Tomaron tierra en el anillo de la estación e inmediatamente sintieron el empuje de la gravedad artificial. Evan activó los protocolos de ocultación del armamento, tanto interno como externo, y dejó dentro de la Nimrod su pistola de campo de camuflaje. Prefería no arriesgarse a que la descubrieran. Como solían decirle sus maestros de Mundo Stygma, los que lo habían preparado desde niño para ser un guerrero espíritu, el arma más poderosa de la que Evan disponía era él mismo. Un guerrero no necesitaba más armas aparte de su propio cuerpo y sus aguzados sentidos.
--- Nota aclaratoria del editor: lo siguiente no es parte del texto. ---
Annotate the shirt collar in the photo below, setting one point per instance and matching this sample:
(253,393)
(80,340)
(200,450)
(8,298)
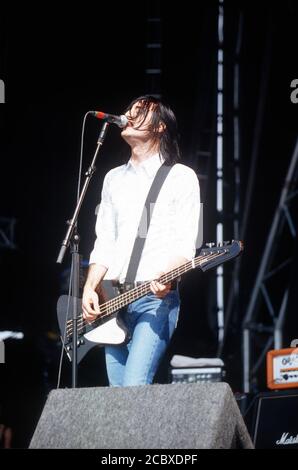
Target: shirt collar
(150,165)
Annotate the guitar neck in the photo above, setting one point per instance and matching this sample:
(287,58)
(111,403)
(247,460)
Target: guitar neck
(130,296)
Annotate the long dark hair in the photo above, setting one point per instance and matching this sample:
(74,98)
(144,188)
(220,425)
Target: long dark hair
(162,113)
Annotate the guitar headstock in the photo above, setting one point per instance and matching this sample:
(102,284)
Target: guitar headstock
(214,254)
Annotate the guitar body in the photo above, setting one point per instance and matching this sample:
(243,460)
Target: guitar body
(109,330)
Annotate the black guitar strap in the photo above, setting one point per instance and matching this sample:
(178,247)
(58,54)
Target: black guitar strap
(139,243)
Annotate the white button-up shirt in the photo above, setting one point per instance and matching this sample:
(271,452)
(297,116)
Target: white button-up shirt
(173,227)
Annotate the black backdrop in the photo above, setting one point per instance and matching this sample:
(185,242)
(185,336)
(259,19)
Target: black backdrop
(57,65)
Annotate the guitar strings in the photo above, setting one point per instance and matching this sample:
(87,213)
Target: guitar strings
(124,299)
(127,297)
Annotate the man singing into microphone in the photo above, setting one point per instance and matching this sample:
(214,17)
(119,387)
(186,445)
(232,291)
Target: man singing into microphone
(151,133)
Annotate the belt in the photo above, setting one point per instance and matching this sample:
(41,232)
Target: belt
(125,286)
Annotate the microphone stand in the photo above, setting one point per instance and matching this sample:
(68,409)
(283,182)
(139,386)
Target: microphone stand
(72,237)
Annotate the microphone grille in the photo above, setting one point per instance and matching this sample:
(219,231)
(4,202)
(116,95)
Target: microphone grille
(123,121)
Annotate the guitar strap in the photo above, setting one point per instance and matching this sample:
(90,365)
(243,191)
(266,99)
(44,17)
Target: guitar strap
(139,243)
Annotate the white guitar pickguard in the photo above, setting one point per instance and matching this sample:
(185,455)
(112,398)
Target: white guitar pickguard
(107,333)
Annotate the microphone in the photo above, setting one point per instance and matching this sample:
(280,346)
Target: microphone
(120,121)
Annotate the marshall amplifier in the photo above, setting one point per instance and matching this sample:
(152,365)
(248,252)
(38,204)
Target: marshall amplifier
(276,420)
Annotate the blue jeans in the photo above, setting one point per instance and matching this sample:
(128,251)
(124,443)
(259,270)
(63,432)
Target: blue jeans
(151,323)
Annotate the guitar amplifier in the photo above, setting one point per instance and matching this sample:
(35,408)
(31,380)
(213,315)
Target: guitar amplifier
(276,420)
(282,368)
(191,370)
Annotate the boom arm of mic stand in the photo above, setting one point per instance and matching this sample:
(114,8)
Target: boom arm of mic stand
(72,222)
(72,236)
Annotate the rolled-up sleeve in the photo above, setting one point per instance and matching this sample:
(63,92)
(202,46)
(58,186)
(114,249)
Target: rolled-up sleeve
(103,250)
(187,215)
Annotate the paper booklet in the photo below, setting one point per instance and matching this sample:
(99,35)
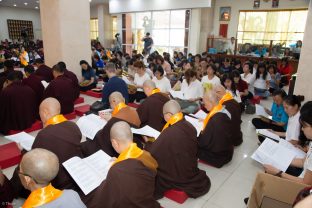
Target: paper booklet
(274,154)
(89,172)
(196,123)
(146,131)
(267,133)
(177,94)
(44,83)
(200,115)
(90,124)
(24,139)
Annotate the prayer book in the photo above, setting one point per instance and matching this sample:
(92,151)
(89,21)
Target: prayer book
(89,172)
(146,131)
(177,94)
(196,123)
(90,124)
(200,115)
(22,138)
(267,133)
(45,84)
(274,154)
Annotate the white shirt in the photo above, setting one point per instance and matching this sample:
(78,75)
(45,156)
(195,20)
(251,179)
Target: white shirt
(250,79)
(308,162)
(214,81)
(260,83)
(163,84)
(192,91)
(293,127)
(140,80)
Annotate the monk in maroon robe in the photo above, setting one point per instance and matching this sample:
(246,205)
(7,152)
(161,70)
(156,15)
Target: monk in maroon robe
(62,89)
(175,150)
(18,104)
(150,111)
(130,181)
(34,82)
(43,70)
(121,112)
(215,141)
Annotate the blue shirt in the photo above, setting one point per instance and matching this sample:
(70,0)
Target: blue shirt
(88,74)
(279,114)
(114,84)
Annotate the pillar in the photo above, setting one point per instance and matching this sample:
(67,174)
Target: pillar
(303,81)
(66,32)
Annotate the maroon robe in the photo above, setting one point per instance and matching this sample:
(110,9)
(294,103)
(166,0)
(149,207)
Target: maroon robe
(215,142)
(151,111)
(45,72)
(70,75)
(175,151)
(129,184)
(62,89)
(34,82)
(235,110)
(18,107)
(102,140)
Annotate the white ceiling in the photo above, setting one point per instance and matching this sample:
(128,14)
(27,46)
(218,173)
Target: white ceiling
(32,4)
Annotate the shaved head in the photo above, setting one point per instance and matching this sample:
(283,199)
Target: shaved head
(41,164)
(121,132)
(172,107)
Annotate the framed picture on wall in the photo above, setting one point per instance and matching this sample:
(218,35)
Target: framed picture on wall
(225,13)
(275,3)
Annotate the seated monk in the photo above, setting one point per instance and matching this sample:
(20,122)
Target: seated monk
(215,141)
(121,112)
(59,136)
(235,110)
(130,181)
(18,104)
(36,171)
(43,70)
(150,111)
(62,89)
(34,82)
(175,151)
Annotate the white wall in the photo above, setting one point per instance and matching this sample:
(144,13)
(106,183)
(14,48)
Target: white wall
(19,14)
(248,5)
(126,6)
Eso había sido cierto durante un tiempo… al menos hasta que el Metacampo dejó de funcionar. Cuando sus poderes mnémicos estaban a su disposición, podía acabar en medio de un círculo de enemigos armados con rifles y armaduras de asalto, y salir triunfante. Usaría su precognición para saber quién dispararía o se movería primero, y en qué dirección. Cogería cualquier elemento que hubiera en el entorno y lo convertiría en un arma, aunque fuera la cosa más inofensiva del mundo. Incluso estando completamente desnudo, si no tenía atadas las manos ni los pies, Evan era un enemigo a tener en cuenta.